Precise Step Counting Method Using Human Body Capacitance

Description

FIELD OF TECHNOLOGY

The present disclosure relates to the field of electronic communications, and in particular to a method for implementing precise step counting using human body capacitance.

BACKGROUND

Nowadays, everyone is very concerned about health. It is already a living habit for many people to record a number of steps they walk, whether by smart bracelets, smart watches, or pedometers, or by cell phones. By measuring the number of steps, energy consumption can be estimated for the purpose of health tracking. However, at present, a wearable portable intelligent device having a step counting function measures the number of steps by using data collected by an inertial sensor, and has limited precision in a measurement result of the number of steps based on the inertial sensor due to the complexity of motion of a human body. For example, if a person sits in an automobile, jolts of the automobile cause incorrect judgment of the number of steps by the intelligent device. As another example, if a bracelet wearer puts his hand in his trouser pocket, the number of steps walked is difficult to detect.

SUMMARY OF THE INVENTION

In view of this, unlike a traditional inertial sensor-based method for measuring a number of steps, the present disclosure implements precise measurement of the number of steps using human body capacitance.

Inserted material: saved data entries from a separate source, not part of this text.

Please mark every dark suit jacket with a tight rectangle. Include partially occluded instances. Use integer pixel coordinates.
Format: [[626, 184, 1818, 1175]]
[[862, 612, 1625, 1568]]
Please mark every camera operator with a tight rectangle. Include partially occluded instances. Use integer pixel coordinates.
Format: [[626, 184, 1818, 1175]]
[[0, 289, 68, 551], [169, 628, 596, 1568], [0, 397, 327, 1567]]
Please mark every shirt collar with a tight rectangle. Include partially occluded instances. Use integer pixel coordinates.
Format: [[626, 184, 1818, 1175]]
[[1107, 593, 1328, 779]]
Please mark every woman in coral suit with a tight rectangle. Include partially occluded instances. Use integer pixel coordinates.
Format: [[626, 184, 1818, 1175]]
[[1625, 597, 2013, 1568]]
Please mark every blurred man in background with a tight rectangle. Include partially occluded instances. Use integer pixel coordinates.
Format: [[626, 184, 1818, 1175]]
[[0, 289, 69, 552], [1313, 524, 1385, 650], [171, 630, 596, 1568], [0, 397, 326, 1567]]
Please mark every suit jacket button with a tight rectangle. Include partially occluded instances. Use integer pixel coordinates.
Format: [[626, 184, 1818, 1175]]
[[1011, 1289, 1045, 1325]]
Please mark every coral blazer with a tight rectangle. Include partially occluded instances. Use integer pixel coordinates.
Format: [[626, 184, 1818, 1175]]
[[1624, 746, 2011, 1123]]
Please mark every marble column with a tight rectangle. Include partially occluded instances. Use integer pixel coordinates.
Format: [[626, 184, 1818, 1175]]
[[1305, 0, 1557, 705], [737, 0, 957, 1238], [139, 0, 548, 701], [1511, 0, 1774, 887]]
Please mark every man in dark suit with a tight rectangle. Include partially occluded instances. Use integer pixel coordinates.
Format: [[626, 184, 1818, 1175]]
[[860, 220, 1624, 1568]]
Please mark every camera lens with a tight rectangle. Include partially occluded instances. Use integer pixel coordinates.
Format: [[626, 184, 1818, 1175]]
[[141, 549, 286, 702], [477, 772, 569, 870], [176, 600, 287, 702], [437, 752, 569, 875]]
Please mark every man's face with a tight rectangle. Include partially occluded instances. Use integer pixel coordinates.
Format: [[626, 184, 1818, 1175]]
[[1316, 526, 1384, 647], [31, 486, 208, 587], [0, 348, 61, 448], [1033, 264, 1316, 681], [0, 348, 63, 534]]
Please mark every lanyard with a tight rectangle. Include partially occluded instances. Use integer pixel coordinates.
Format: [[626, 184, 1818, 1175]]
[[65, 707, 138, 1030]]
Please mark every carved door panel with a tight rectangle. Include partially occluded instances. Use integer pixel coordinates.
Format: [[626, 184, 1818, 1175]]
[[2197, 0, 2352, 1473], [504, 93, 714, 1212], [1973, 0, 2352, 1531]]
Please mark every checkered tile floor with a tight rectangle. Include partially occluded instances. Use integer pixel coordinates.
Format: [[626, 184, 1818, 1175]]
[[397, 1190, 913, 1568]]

The principle is that a human body is a good conductor, with a certain number of charges distributed on body surface skin, so an electric field is formed between the human body and the ground. The electric field may be expressed by a plurality of physical quantities, such as a skin potential, a human body electrostatic field, human body capacitance, etc., The physical principle of the expressions is based on good conductor properties of the human body. The present disclosure uses the human body capacitance to describe the physical principle. The human body capacitance refers to capacitance formed between the human body and the ground. When the human body moves relative to the ground, such as lifting a leg, the distance between the human body and the ground changes, resulting in a change in the human body capacitance. While the human body capacitance changes, that is, while the electrostatic field between the human body and the ground changes, the charges distributed on the human body skin flow or are redistributed on the human body, and between the human body and the ground. The change in the human body capacitance caused by the motion of the human body, such as a change in a current, voltage, frequency or other physical signal caused by the change in the human body capacitance, is detected directly or indirectly to infer the motion of the human body, thereby achieving precise measurement of the number of steps.

Technical solutions of the present disclosure are further described in detail below in conjunction with the accompanying drawings and embodiments.

BRIEF DESCRIPTION OF DRAWINGS

FIG. 1 shows a human body capacitance or human body electrostatic field model.

FIG. 2 shows a basic information flow implemented in the present disclosure.

FIG. 3 is a circuit structure diagram in an embodiment of the present disclosure.

DETAILED DESCRIPTIONS OF EMBODIMENTS

To make the technical problems to be solved, technical solutions, and beneficial effects of the present disclosure clearer and more apparent, the present disclosure will be further described in detail below in conjunction with the accompanying drawings and embodiments. It should be understood that the specific embodiments described herein are only used for explaining the present disclosure, rather than limiting the present disclosure.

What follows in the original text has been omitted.